Vor dem Urlaub geht es immer ans stressvolle Packen. Was muss unbedingt mit, was darf man auf keinen Fall vergessen und was gibt es vielleicht sogar vor Ort? Genau diese Fragen wollen wir mit unserer Hawaii Packliste beantworten, welche auf der Tatsache beruht, dass wir teilweise im US Bundesstaat studiert haben. Also aufgehört und los!

  • Reef Friendly Sonnencreme von Mawaii: Ganz klar, wir brauchen Sonnencreme. Doch dabei setzen wir nicht auf die bekannten Marken aus Supermarkt und Drogeriemarkt, vielmehr geht es um den Schutz der Riffe. Denn viele bekannte Marken haben Inhaltsstoffe, welche nachhaltig Riffe und maritimes Leben vernichten. Deshalb wurden solche Sonnencremes auf Hawaii an einigen Stränden bereits rigoros verboten – richtig so! Wir setzen deshalb auf Mawaii, denn die Sonnencreme erfüllt nicht nur alle Anforderungen, sondern hat sich bereits über Jahre hinweg bewährt, wird in Deutschland gefertigt und ist einfach komplett Bullshit-free!
  • Sonnenbrille: Ganz klar ein No-Brainer, denn auf Hawaii ist nun eben (zumindest für uns Deutsche) das ganze Jahr Sommer. Deshalb empfiehlt sich auch hier auf hochwertige Gläser zu setzen, welche alle schädlichen UV-Strahlen rausfiltern. Wir setzen hier seit Jahren auf Oakley oder Smith Optics.
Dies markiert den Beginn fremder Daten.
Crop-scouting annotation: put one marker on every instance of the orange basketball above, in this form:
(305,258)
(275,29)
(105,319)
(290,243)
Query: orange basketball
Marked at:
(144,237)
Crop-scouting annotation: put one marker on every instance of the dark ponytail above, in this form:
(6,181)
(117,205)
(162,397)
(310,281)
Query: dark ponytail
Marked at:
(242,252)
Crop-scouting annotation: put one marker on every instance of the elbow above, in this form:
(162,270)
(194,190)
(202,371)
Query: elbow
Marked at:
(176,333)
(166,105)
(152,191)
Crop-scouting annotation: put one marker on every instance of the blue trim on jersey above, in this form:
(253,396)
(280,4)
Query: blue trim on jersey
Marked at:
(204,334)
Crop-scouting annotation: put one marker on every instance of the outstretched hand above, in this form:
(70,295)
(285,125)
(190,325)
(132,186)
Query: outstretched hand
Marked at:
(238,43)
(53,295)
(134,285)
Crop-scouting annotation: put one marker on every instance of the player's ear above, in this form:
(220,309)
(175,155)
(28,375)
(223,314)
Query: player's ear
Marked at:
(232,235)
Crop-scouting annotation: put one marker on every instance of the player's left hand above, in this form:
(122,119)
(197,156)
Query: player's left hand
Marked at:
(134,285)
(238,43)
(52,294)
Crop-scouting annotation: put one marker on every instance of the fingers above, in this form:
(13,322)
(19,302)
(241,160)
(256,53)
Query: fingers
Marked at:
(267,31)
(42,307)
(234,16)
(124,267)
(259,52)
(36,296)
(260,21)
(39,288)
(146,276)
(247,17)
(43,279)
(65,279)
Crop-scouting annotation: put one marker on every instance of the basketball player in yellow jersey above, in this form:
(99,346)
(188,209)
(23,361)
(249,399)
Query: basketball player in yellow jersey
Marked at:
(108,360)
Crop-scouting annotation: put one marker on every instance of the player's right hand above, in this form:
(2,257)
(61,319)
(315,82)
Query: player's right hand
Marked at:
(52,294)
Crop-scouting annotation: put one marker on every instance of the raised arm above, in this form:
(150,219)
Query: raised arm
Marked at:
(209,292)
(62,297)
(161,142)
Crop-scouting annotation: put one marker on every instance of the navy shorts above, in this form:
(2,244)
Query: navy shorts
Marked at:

  • RFID Blocker: Auch wenn Hawaii das Paradies ist gibt es überall Langfinger und Kriminelle. Gerade in den USA, wo gefühlte 99% aller Transaktionen über Kreditkarte abgewickelt werden, ist es natürlich verlockend einfach die Daten auf der Straße via App über das Smartphone auszulesen. Deshalb sind wir mit Unterstützung von Osprey mit Geldbörse und Dokumentenmappe samt RFID Blocker unterwegs. Somit sind Kreditkarte und Reisepass einfach safe.
  • FlipFlops: Feste Schuhe auf Hawaii? Selten! Vielleicht wenn man mal schick Essen geht oder zum Sport, aber sonst läuft nix ohne FlipFlops. Wenn man keine hat gibt es vor Ort natürlich gefühlt Tausend Anlaufstellen, aber idealerweise hat meine seine direkte dabei und zieht sich direkt nach der Ankunft um. Denn es gibt einfach nix besseres als Shorts und FlipFlops den ganzen Tag lang.
  • Rucksack: Hawaii ist nicht nur Strand und Palmen, vielmehr bieten die Inseln unglaublich viele Optionen auf dem Land, wie z.B. atemberaubende Wandertouren. Deshalb empfiehlt es sich immer einen Tagesrucksack dabei zu haben, der mehr kann als nur gut auszusehen. Denn bei den klimatischen Bedingungen und spontanen Regenschauern sollte der Daypack schon mal Wasser von oben abkönnen, mehrere Trinkflaschen problemlos transportieren können und gleichzeitig genug Platz für Actioncam und Co haben.
  • GoPro: Apropos Actioncam. Man sollte jeden Moment auf Hawaii festhalten und wie geht das wohl besser als mit einer GoPro, die an Land und zu Wasser mithalten kann? Also einpacken!
  • Koffer/Großer Rucksack: Für vier Wochen könnte man natürlich unendlich viele Klamotten einpacken, Sinn macht es nicht wirklich. Gerade wenn man viel von Insel zu Insel hüpft empfiehlt es sich leicht zu packen und einen Koffer bzw. Rucksack zu haben, der geräumig aber nicht sperrig ist. Denn niemand hat Lust bei 30° Grad auf einem der kleinen Flughäfen seinen Rollkoffer von A nach B zu schieben. Wir sind deshalb mit den Modellen Aura AG 65 für Frauen und Aether AG 70 für Männer von Osprey unterwegs.
  • Gute Laune! Lass deine schlechte Laune im kalten Deutschland, zieh die Mundwinkel nach oben und entspann dich. Wenn du auf Hawaii so hektisch rumläufst wie hier wirst du nur ausgelacht. Also schalte mindestens einen Gang runter, scheiß auf den Dresscode und genieß einfach die geile Zeit.

Natürlich könnte man noch weitere Dinge auf die Hawaii Packliste setzen, aber Hawaii ist eben nicht komplett aus der Welt, sodass man vor Ort eigentlich alles bekommt was man benötigt. Von daher: Lass dich treiben, aloha!